Do You Need to Add Lemon Juice When Canning Applesauce?
Yes, you need to add lemon juice when canning applesauce. It won’t change the flavor of your applesauce, but it helps preserve the color of the apples AND ensures you have proper acidity levels. That’s essential if you want to use a water bath canner when canning applesauce.
How Long Will Canned Applesauce Last?
Per USDA guidelines, home canned applesauce – properly – lasts one year in storage. However, most home canners will tell you that the jars last considerably longer!
Applesauce for Canning
An easy homemade applesauce recipe for canning
- 13 Pounds Apples
- 1/2 Cup Water
- 1/4 Cup Lemon Juice
- Sugar (optional)
- Cinnamon or Other Spices (optional)
Prepping for Applesauce
Start by washing and scrubbing the apples.

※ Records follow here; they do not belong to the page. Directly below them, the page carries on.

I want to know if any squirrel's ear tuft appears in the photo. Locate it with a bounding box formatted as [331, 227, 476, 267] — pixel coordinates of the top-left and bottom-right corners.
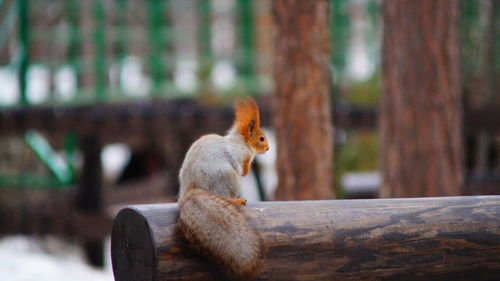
[235, 98, 260, 140]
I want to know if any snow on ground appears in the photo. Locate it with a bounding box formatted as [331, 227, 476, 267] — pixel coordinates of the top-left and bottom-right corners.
[0, 236, 114, 281]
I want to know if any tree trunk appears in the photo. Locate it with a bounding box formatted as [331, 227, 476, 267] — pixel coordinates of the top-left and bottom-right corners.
[272, 0, 333, 200]
[380, 0, 463, 197]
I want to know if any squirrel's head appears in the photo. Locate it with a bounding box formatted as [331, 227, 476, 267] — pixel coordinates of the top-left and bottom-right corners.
[235, 98, 269, 154]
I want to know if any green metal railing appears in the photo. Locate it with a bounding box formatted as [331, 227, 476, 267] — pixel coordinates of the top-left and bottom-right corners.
[0, 0, 378, 187]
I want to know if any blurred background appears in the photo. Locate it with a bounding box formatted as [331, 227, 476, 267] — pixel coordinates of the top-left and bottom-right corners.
[0, 0, 500, 280]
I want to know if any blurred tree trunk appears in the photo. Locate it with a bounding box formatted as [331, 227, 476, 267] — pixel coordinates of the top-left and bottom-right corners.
[272, 0, 333, 200]
[380, 0, 464, 197]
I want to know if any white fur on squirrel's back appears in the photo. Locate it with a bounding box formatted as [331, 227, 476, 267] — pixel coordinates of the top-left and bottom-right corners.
[178, 186, 263, 277]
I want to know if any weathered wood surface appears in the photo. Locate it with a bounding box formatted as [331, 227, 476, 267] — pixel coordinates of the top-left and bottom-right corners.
[111, 196, 500, 281]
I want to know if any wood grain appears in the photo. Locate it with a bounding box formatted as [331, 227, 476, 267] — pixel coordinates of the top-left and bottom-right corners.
[111, 196, 500, 281]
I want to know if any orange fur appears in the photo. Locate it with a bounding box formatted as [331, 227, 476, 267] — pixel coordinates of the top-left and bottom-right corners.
[234, 98, 260, 141]
[234, 98, 269, 155]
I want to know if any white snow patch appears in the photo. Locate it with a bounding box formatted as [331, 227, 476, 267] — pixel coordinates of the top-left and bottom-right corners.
[0, 236, 113, 281]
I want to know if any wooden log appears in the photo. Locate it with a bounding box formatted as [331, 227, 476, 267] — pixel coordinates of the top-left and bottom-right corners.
[111, 196, 500, 281]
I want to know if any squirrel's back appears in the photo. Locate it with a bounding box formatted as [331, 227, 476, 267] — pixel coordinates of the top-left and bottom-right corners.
[179, 134, 248, 198]
[178, 186, 263, 278]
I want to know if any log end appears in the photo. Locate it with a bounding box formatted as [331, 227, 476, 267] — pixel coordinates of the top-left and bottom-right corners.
[111, 207, 157, 281]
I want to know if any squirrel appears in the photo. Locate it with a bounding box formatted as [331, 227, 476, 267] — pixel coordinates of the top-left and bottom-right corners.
[178, 98, 269, 279]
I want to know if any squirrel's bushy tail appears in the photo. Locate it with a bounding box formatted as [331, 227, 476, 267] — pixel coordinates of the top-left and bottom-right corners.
[178, 184, 263, 277]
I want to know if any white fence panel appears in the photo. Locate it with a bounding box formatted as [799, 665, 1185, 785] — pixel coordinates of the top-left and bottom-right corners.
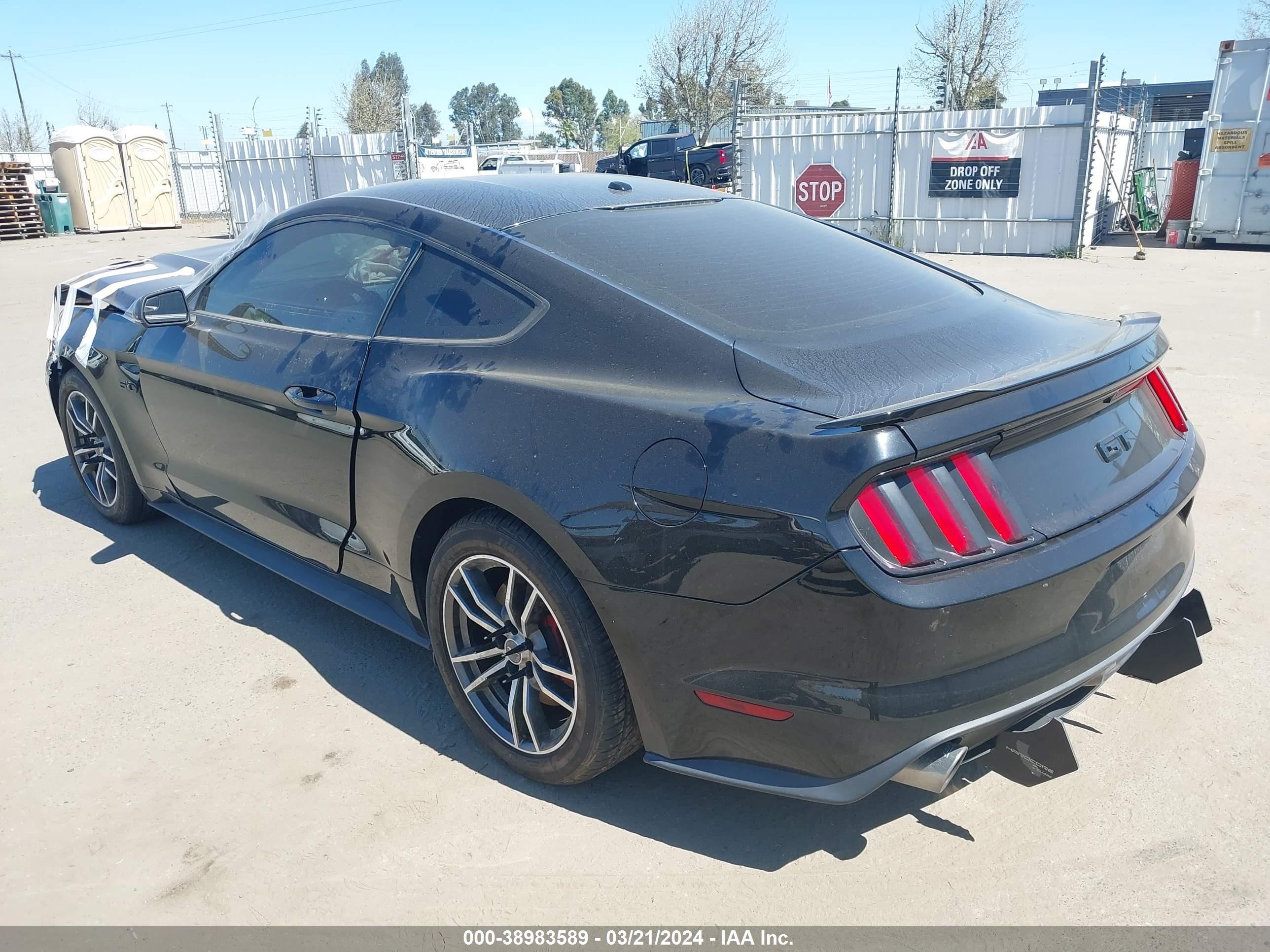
[225, 133, 395, 231]
[741, 113, 893, 230]
[895, 105, 1083, 255]
[0, 152, 55, 181]
[172, 148, 225, 214]
[222, 138, 314, 231]
[739, 105, 1097, 255]
[313, 132, 396, 198]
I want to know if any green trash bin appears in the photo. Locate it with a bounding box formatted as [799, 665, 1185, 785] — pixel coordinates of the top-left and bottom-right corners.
[35, 192, 75, 235]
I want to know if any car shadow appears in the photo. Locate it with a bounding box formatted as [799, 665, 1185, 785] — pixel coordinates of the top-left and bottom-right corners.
[32, 458, 986, 871]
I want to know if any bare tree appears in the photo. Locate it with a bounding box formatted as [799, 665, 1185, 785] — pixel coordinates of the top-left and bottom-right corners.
[335, 53, 410, 132]
[1239, 0, 1270, 37]
[75, 97, 119, 131]
[639, 0, 789, 137]
[908, 0, 1023, 109]
[0, 109, 48, 152]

Peel, core & cut up the apples and place into your large stock pot as you work through them.
Cooking the Applesauce
Put all of the apples into the stock pot with water. Use 1/2 to 1 cup of water to avoid the apples sticking to the bottom and burning.
Let the apples cook in low heat until all are soft and ready for pureeing. Take off the heat and let the applesauce cool until you puree it.
Use whatever method of pureeing you prefer, such as a food mill, food processor, or blender. Put the applesauce back into the pot after pureed; make sure you get consistency you want.
Bring the applesauce back up to a boil, add in sugar and spices to your tastes. This is all preferences, so make sure you taste as you go!
As your applesauce reheats, fill up the water bath canner and put your jars in either the pot or a sink full of hot water. Be sure your jars are clean, and soak the lids and rims in hot water as well.
Ladle the hot applesauce into clean, hot jars, and wipe down the rims to remove any residue before placing the lids and rims on the jars.
Place the filled jars into the water bath canner and process pints for 15 minutes or quarts for 20 minutes.
Let the jars rest after removing from the canner. When cooled, check the seals and store in a cool, dark place.